The windows were raised, the hideously pictured curtains were not to be seen, and the door stood wide open.
“Now you see,” came a taunt from the crowd. “They’s gone, ain’t they? What did we tell you? Now, ain’t they gone?”
“Oh, do stop,” begged Barbara. “Of course they are gone. But why shouldn’t they move if they wanted to?” This was by no means a question, rather it was a declaration. She was trying to answer her own question. “Why shouldn’t this family move if they wanted to?”
It takes so little to make excitement for such children as those surrounding her, that even the difference in their clothes and hers, the fact that she came in a car, and the still more surprising fact that she should evince interest in a family like Nicky’s, served to give the youngsters a wonderful time. And in spite of her protests they were bound to make the most of it. And they did.

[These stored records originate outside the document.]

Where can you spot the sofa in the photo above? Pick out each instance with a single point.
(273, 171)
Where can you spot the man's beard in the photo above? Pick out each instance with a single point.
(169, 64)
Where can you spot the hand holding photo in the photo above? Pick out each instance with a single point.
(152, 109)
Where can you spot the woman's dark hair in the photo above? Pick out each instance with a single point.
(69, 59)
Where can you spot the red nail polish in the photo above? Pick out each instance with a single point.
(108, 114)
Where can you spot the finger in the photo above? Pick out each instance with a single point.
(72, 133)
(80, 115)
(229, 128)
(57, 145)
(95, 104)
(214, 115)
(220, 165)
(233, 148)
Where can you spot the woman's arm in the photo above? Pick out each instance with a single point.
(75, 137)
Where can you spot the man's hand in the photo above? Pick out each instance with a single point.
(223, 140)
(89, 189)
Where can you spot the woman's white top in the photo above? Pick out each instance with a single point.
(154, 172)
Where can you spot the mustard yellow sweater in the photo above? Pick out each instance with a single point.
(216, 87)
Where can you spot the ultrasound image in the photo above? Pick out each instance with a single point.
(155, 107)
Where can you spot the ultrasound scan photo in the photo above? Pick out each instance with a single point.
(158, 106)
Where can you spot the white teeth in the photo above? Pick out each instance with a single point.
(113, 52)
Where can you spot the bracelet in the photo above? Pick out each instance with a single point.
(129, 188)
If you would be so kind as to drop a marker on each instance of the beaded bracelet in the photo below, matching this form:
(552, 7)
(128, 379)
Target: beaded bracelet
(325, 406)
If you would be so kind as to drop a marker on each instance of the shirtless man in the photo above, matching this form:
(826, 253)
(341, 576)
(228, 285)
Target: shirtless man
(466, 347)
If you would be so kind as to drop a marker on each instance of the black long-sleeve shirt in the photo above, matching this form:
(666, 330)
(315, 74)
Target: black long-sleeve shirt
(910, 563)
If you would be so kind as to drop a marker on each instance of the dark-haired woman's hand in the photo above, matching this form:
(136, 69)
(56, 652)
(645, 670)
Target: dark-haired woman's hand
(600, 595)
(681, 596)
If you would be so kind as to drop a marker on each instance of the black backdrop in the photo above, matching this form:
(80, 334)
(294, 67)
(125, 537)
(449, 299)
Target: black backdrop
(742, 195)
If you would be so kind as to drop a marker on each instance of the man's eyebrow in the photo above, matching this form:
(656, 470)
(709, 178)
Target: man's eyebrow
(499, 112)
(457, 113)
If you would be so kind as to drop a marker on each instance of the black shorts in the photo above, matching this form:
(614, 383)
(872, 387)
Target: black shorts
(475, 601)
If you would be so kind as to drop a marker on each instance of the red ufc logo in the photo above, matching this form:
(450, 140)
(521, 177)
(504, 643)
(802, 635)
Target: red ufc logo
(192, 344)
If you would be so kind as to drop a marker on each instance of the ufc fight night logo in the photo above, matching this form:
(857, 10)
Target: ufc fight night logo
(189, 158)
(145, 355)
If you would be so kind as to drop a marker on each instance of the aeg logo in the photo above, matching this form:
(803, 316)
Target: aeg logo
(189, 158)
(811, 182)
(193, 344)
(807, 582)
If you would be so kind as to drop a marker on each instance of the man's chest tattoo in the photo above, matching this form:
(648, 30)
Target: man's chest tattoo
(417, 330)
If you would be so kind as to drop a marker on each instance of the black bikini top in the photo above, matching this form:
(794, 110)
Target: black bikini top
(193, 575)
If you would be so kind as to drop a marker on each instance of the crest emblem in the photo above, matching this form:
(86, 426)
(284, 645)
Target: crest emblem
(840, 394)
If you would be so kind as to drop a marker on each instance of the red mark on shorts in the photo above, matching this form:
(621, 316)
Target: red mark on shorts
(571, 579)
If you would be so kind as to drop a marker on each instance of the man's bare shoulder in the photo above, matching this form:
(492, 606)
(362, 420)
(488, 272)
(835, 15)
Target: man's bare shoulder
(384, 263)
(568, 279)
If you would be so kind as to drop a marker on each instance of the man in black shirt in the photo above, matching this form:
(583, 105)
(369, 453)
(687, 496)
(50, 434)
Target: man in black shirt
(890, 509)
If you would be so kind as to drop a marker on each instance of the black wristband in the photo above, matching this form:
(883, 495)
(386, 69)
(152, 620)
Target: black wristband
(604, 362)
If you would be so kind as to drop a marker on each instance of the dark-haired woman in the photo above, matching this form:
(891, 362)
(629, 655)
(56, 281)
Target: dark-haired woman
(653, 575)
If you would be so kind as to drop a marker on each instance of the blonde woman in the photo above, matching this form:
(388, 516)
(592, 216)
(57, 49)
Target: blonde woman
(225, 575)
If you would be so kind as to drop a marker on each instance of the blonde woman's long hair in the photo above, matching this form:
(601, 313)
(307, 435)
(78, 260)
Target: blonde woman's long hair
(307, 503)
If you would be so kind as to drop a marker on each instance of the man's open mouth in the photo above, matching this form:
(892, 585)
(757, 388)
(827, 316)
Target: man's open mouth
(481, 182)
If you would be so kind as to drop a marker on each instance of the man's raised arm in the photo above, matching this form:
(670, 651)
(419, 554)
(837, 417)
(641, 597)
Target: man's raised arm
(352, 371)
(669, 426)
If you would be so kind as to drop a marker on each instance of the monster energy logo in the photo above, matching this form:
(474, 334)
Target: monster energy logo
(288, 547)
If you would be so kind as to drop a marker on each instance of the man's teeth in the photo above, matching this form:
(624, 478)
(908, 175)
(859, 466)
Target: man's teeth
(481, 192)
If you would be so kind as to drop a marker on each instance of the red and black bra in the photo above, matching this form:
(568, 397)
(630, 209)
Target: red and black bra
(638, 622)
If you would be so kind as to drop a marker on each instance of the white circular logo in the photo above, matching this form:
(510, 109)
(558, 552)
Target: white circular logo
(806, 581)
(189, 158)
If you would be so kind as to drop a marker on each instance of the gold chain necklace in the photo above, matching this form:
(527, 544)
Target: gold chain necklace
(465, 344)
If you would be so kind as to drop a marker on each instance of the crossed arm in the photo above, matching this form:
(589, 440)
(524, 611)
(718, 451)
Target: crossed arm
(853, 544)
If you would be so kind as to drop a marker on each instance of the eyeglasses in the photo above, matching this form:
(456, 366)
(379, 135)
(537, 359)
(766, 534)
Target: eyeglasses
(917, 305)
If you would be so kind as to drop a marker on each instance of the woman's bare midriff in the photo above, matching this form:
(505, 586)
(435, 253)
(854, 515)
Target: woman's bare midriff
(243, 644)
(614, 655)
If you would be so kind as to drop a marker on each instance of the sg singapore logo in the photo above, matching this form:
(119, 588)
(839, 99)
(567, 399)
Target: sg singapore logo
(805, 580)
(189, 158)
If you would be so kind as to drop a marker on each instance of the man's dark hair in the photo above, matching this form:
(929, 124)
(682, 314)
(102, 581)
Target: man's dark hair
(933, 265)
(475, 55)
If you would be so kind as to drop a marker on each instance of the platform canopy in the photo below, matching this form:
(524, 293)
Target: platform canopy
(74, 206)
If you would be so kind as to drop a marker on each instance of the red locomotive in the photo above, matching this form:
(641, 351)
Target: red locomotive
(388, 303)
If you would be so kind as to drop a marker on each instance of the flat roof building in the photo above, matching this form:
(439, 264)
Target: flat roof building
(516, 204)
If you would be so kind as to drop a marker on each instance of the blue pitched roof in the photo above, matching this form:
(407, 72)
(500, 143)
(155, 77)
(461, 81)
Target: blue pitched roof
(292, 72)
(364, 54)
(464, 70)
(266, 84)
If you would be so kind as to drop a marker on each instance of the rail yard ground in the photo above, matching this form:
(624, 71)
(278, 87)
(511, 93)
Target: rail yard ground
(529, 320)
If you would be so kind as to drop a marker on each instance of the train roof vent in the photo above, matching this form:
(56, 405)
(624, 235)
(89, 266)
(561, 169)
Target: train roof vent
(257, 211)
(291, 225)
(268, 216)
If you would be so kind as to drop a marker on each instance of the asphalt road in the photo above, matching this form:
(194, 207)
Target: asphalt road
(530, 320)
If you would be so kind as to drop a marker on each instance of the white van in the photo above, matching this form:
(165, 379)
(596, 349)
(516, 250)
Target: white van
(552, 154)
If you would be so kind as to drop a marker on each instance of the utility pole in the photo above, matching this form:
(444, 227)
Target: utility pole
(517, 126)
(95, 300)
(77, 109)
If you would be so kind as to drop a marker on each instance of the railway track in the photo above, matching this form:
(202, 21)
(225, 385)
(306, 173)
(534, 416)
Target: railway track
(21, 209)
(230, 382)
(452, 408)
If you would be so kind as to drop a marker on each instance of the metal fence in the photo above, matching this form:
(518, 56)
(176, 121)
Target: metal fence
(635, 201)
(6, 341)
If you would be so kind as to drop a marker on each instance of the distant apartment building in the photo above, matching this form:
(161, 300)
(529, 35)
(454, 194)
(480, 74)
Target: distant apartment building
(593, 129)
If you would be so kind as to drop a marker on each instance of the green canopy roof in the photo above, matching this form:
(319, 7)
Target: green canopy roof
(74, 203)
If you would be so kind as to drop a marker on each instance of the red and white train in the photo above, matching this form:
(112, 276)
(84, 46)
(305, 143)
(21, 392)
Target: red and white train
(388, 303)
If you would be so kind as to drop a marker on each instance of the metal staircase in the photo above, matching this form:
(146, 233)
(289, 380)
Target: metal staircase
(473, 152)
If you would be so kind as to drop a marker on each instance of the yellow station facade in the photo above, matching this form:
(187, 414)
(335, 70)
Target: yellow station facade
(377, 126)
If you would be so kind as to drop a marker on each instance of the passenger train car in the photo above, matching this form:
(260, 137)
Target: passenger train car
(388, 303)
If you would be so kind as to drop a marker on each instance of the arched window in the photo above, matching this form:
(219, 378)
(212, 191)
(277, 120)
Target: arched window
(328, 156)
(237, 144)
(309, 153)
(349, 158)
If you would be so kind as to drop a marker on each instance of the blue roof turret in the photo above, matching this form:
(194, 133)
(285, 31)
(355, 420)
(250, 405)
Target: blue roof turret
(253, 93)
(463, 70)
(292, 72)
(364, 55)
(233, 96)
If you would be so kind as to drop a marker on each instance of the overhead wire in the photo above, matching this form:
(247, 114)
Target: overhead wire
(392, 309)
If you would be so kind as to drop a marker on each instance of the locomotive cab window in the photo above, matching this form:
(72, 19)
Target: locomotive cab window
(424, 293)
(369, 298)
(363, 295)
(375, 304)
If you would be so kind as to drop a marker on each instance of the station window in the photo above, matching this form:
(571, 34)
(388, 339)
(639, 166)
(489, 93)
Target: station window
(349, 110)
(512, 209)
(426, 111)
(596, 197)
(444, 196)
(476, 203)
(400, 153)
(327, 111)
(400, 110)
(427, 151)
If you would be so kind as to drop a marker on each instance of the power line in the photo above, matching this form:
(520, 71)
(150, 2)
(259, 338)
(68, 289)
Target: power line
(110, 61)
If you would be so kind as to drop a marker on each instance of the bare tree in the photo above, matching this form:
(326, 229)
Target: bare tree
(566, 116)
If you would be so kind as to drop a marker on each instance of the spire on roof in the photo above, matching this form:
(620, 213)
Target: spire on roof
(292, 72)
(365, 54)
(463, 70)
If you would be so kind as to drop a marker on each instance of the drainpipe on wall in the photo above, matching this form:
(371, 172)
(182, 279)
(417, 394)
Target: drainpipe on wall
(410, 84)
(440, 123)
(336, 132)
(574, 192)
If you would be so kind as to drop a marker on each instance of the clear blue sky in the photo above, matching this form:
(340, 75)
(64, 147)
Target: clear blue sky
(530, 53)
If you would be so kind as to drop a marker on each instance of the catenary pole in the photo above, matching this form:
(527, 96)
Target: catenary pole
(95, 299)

As she turned back to the car she wondered what she would say to Miss Davis. If only she had not come along with them Babs might have told the whole story to Cara, and together they could have thought up something to do about it. Even a little delay would have helped so much. But there Miss Davis sat in the car, her head out the side, waiting eagerly for Babs’ return.
“I just can’t tell her they have moved,” Babs decided quickly, “not just yet. I’ll say there was no one in.”
“All out!” exclaimed Miss Davis, just as Barbara knew she would. “But we’ve got to find that boy——”
“I’ll come back with Cara in a little while,” Babs interrupted. “You see, those people have to work, even the children, and it’s pretty early to expect to find them around home.”
“But that boy,” (how Barbara wished she would not so persistently attack Nicky) “he must be around some place. It seems to me I have met him along the road every day this summer but just today,” wailed Miss Davis.
“Don’t worry,” Cara ventured to remark. “We know how to find the youngsters; don’t we Babs?” and she shot a look at Babs that was infinitely comforting.